The United States Court of Appeals for the D.C. Circuit on Tuesday unanimously struck down the U.S. Environmental Protection Agency's proposed replacement for the Obama-era Clean Power Plan.
EPA's proposed Affordable Clean Energy (ACE) rule, first unveiled in 2018, would have loosened carbon reduction requirements for power plants, relative to the Clean Power Plan (CPP). Environmental and public health groups later filed lawsuits against the rule, arguing in part that it did not fulfill the agency's responsibilities under the Clean Air Act.
The three judge court ruled in favor of advocates finding that the ACE rule "hinged on a fundamental misconstruction of ... the Clean Air Act." Trump-appointed Judge Justin Walker dissented in part but concurred in the judgment.
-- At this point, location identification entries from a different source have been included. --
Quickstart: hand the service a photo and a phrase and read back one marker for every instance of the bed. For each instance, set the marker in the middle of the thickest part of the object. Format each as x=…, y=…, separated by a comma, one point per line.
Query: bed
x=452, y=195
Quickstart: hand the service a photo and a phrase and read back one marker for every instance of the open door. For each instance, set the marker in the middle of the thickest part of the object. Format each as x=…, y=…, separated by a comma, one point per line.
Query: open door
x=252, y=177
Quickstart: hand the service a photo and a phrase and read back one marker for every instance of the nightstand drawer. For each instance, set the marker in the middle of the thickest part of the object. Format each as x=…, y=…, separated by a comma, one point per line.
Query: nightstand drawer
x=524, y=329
The D.C. Circuit's ruling will allow the incoming Biden administration greater ability to implement stricter emissions rules on power plants.
ACE was intended to repeal and replace the CPP, which called for states to reduce power sector emissions through a variety of methods including requiring utilities to increase coal plant efficiency, or shift away from coal entirely, toward lower-emissions gas and renewable energy resources.
EPA, in issuing the ACE rule and repealing the CPP, argued that the Clean Air Act limits the agency's ability to reduce emissions outside of regulating the source itself — it could mandate an individual power plant to use more stringent emissions control measures, but it could not ask generators to move away from coal-fired power plants and toward cleaner resources. So the ACE rule would have limited its regulations to issuing guidance on increasing power plant efficiency.
The D.C. Circuit found that ACE would not be the most effective means of reducing emissions, and further rejected the idea that EPA is limited under the Clean Air Act to only regulate emissions reductions at the source.
"[T]here is no basis — grammatical, contextual, or otherwise — for the EPA's assertion" that it can only regulate at the source, according to the court's opinion. Instead, under the Clean Air Act, the EPA is required to find the "best system" for reducing emissions and set targets accordingly. EPA's own record shows that the most effective way to reduce emissions in the power sector is for utilities to shift away from coal, the court argued.
"[T]he record before the EPA shows that generation shifting to prioritize use of the cleanest sources of power is one of the most cost-effective means of reducing emissions that plants have already adopted and that have been demonstrated to work, and that generation shifting is capable of achieving far more emission reduction than controls physically confined to the source," the opinion reads.
The ruling will allow the Biden Administration to get to work on new emissions reduction rules quickly, without having to repeal ACE. But it's unclear whether a new rule will be able to go as far as the CPP did. That plan was halted by the U.S. Supreme Court in 2016 to allow legal challenges from coal companies to play out.
"It's true that EPA will need to be careful & strategic and not necessarily reboot the Clean Power Plan," said Jody Freeman, professor of law and director of the Environmental and Energy Law Program at Harvard University in a tweet. "But there are a variety of options for a new rule, and I am uber confident the new team will be smart."
Biden has called for bringing the U.S. power sector to zero emissions by 2035, and in December tapped former North Carolina Department of Environmental Quality (DEQ) Secretary Michael Regan to lead the EPA.
An EPA spokesperson told media outlets the agency was "disappointed" by the outcome "and will explore all available litigation options."